因みに原告の過去三年間の所得金額は昭和二三年分が一二六七〇〇円、同二四年分が二二〇、〇〇〇円、同二五年分が三八五、〇〇〇円であり、これからみても被告税務署長主張の昭和二六年分所得金額が如何に過大であるかが窺われる。また、昭和二五年分の売上高二、五三四、〇〇〇円に対する所得金額が三八五、〇〇〇円、同二六年分の売上高二、九四五、五三八円に対する所得金額が七二七、五一〇円ということになると昭和二六年分は同二五年分に比して売上高において約二〇パーセントしか増加していないのに所得金額が約九〇パーセント増加した結果となり被告税務署長の算定が如何に不当であるかが明らかである。
六、証拠<省略>
理由
一、争のない事実
原告が古物商を営む者であつて、昭和二七年三月中にその昭和二六年分所得金額を四五三、〇〇〇円とする確定申告書を被告税務署長に提出したところ、同被告が同年四月二三日右所得金額を六五〇、〇〇〇円と更正し、同年五月六日頃原告に対しこれを通知したこと、これに対し原告が同月二二日被告税務署長に再調査の請求をしたが、同被告が同年六月二五日原告の右請求を棄却し、同年七月六日右決定を通知したこと、これに対し原告が更に同年八月一日被告国税局長に審査の請求をしたが、同二八年七月一〇日同被告から右審査請求を却下され、その決定の通知が同月一二日原告に到達したことは当事者間に争がない。
二、被告国税局長に対する請求について
成立に争のない乙第一号証の一、二、同第二号証、同第四号証、同第五号証の一、二に証人服部賀寿男の証言を綜合すれば、原告が昭和二七年八月一日被告国税局長に提出した審査請求書はその表題を再審査請求書とし、再調査決定通知書の内容およびその通知を受領した年月日、再調査の決定に対する不服の事由等の記載を欠くほか、証拠書類(収支計算書、売上明細書、経費明細書等)の添付がなく所得税法第四九条第一項、同法施行規則第四八条所定の方式を充たしていなかつたので、同被告は同法第四九条第五項、第四八条第四項により同年九月二〇日「昭和二六年分所得税に関する審査請求の方式の欠陥の補正について」と題する書面をもつて原告に対し右各欠陥の補正を命じたこと、これに対し原告は同年九月二六日付書面により、「被告国税局長は所得税法第四八条第四項に名を借り本来任意になすべき資料の呈示を強要するものである。他人に不利益を要求するには必ず理由を明示するのが常道である。従つて先ず被告税務署長がなした更正処分に対する証拠を明示してもらいたい。」旨の回答をし、右補正命令に応じなかつたこと、そこで被告国税局長は同二八年七月一〇日同法第四九条第六項第一号により請求の方式の欠陥を補正しなかつたことを理由として右審査請求を却下したものであること等の事実が認められ、右認定を左右するに足る証拠はない。

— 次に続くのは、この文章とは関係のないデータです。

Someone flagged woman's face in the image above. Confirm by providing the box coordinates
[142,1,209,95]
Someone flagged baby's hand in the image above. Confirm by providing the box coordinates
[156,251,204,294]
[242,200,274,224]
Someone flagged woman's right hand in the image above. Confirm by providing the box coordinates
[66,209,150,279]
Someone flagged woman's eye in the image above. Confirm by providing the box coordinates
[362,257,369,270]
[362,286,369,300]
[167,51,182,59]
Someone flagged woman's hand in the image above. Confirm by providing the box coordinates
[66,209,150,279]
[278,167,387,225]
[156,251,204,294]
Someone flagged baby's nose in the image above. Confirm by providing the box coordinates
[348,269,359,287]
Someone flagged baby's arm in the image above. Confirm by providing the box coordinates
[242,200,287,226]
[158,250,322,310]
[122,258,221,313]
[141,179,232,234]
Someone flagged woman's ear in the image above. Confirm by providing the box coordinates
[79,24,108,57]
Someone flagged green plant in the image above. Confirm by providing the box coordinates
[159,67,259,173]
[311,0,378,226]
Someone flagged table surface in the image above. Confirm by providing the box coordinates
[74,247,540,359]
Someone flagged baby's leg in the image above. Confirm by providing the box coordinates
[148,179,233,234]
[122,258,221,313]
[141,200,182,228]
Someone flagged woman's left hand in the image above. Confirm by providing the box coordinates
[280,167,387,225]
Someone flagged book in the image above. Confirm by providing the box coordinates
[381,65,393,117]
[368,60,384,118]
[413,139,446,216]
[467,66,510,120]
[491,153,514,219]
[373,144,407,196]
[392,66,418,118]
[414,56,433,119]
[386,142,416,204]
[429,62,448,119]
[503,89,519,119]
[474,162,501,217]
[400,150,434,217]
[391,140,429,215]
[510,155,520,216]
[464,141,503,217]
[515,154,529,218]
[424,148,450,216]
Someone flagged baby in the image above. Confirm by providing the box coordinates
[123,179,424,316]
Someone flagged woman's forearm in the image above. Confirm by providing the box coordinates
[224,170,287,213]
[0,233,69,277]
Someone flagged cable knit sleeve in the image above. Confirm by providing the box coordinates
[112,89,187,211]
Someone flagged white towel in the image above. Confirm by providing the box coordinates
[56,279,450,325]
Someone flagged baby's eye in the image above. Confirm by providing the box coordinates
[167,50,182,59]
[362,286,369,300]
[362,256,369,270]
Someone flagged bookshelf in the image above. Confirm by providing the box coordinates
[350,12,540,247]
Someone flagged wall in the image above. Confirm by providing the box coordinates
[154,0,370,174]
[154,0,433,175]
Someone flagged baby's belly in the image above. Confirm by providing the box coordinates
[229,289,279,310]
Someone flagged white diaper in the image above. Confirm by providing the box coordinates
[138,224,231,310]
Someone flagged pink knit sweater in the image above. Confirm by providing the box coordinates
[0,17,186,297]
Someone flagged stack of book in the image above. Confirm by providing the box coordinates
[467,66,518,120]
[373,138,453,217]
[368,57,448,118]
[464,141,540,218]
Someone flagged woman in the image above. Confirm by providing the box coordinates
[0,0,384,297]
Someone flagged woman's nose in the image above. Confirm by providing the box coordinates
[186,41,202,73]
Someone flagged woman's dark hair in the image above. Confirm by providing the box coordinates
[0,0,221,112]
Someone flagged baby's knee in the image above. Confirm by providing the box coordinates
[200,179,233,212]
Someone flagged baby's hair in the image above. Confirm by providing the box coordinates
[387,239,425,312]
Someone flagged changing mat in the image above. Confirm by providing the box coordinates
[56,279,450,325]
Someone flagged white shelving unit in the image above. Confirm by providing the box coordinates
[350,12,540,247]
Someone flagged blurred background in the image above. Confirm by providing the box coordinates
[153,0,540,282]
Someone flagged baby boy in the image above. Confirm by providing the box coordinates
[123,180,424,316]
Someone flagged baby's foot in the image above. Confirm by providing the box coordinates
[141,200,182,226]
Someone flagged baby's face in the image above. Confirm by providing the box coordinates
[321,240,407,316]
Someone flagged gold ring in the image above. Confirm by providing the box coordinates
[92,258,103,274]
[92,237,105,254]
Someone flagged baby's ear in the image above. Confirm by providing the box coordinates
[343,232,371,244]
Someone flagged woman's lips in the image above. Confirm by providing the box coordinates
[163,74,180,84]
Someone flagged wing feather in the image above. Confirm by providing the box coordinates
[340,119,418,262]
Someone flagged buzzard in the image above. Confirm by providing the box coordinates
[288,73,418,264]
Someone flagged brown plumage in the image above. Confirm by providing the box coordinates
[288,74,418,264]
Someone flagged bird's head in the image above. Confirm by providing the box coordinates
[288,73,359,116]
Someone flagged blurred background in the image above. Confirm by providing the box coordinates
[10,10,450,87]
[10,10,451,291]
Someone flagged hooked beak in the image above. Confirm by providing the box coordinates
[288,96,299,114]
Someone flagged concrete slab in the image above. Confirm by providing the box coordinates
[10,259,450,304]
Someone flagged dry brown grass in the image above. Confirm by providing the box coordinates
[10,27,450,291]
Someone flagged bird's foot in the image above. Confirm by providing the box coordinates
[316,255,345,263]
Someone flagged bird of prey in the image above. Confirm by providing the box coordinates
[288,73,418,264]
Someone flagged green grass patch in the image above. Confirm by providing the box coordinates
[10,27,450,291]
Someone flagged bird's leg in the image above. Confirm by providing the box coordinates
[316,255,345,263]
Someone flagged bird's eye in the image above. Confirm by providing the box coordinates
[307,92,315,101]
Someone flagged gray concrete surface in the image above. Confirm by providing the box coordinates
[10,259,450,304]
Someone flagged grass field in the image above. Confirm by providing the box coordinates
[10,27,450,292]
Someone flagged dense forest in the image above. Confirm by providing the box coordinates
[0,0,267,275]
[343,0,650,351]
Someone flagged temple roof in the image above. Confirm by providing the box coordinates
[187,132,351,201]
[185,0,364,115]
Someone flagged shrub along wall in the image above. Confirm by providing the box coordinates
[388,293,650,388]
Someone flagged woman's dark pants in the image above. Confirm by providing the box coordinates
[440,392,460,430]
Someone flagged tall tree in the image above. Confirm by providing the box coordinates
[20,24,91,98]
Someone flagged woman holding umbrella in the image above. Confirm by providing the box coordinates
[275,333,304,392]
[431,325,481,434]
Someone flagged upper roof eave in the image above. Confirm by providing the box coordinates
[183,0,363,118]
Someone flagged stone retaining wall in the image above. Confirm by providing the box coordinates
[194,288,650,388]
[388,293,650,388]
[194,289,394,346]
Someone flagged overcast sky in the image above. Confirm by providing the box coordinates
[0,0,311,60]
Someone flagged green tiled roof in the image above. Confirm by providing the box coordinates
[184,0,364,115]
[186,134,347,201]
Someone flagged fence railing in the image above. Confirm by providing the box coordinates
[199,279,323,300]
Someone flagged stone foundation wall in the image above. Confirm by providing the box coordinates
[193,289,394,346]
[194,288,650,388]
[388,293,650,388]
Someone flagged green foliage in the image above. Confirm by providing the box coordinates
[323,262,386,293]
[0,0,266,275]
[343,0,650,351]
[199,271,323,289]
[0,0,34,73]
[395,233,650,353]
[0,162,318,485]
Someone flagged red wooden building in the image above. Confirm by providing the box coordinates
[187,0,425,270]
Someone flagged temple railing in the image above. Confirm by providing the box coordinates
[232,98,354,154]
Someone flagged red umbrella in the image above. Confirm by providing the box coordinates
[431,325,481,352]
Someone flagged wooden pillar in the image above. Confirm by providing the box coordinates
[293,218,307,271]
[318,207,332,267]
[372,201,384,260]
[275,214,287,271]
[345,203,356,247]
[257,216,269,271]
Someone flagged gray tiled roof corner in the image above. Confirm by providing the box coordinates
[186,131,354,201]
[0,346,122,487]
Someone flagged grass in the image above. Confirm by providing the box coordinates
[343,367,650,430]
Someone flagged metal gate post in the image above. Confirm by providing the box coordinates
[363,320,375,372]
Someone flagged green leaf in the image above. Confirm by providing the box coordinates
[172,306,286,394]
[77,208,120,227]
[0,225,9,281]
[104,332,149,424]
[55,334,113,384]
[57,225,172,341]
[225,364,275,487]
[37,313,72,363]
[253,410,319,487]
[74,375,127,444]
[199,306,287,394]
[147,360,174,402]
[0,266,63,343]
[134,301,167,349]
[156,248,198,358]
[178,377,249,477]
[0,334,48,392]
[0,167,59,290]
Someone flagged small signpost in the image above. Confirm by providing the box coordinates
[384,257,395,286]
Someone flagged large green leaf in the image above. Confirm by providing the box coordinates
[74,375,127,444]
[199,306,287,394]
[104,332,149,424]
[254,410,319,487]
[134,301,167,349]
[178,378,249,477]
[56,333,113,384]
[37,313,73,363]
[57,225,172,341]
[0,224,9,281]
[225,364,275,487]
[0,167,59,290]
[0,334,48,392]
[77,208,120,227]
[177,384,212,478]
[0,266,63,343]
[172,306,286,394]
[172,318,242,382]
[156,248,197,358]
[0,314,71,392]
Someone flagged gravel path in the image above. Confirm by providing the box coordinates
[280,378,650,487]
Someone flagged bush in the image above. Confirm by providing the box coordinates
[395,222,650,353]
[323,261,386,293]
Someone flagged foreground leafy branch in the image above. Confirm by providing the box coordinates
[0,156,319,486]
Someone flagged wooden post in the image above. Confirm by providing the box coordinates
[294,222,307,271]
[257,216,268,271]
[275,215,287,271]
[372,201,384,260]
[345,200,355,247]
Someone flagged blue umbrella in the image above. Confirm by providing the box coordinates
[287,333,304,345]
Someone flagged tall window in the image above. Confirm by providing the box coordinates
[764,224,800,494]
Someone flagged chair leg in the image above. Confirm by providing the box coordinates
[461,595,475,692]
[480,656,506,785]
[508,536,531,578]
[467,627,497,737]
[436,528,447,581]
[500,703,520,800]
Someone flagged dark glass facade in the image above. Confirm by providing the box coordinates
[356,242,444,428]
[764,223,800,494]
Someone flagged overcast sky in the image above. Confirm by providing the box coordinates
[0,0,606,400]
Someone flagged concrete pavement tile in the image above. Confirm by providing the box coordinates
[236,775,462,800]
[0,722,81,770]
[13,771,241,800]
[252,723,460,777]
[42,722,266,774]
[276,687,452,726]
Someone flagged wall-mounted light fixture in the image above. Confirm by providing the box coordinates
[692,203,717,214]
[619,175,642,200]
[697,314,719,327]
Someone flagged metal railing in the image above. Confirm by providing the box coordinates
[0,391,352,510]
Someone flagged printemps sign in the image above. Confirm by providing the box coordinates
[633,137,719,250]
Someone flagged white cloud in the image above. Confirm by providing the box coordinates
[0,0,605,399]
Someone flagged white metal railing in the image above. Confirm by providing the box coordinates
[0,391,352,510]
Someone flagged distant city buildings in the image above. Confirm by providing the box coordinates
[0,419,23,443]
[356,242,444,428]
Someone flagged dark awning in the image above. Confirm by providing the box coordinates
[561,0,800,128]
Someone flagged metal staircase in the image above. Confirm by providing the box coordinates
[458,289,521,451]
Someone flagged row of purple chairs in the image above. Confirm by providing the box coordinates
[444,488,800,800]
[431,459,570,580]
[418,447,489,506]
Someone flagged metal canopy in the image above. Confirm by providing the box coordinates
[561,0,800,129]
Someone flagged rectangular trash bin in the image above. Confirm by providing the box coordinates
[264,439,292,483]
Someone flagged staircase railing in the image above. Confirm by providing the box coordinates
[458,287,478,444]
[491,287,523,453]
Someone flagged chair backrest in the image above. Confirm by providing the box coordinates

これに対し、原告は「被告税務署長のなした更正処分に対する不服の理由は被告税務署長の適用に係る販売差益率が高率に過ぎるという点のみであり、原告の営業については被告税務署長において、すでに原告の帳簿書類を検査しその実態を把握しているから、原告が審査請求をするに際してあらためて証拠書類を提出する必要はない。又原告は当時すでに証拠書類を作成するもととなる帳簿書類を紛失していたため、被告国税局長の要求する書類を提出し得なかつたのであるから右書類の提出を怠つたことにはならない。」と主張する。しかしながら、前記認定のように原告提出に係る「再審査請求書」には再調査の決定に対する不服の事由の記載がなかつたから、いかなる点につき不服があるのかは全く明かでないのみならず、仮に販売差益率の高低のみが争点であることが被告国税局長に判明していたとしても、右差益率がいくらであると原告が主張するのか、また、原告主張の率を正当として採用すべきであるかの点については、同被告が当時被告税務署長のなした調査の結果のみによつてこれを認定し得たものとは本件の全立証によつても認めることができない。いわんや証拠書類は不服の事由の記載と相まつて審査の請求の内容趣旨を明かならしめるものであるから、すでに税務署職員の調査をうけたからといつて証拠書類を提出しなくてよいということにはならない。被告国税局長が原告に証拠書類の提出等欠陥の補正を命じたのは当然である。さらに原告はその本人尋問において被告国税局長から補正命令を受領した当時一切の帳簿を所持していなかつたので同被告の提出を求める証拠書類を作成できなかつた旨供述しているが、右供述は前記乙第二号証(原告の回答書)に対比しにわかに措信しがたい。したがつて、被告国税局長が証拠書類の不提出を審査請求却下の理由としたのは相当で原告の主張は理由がない。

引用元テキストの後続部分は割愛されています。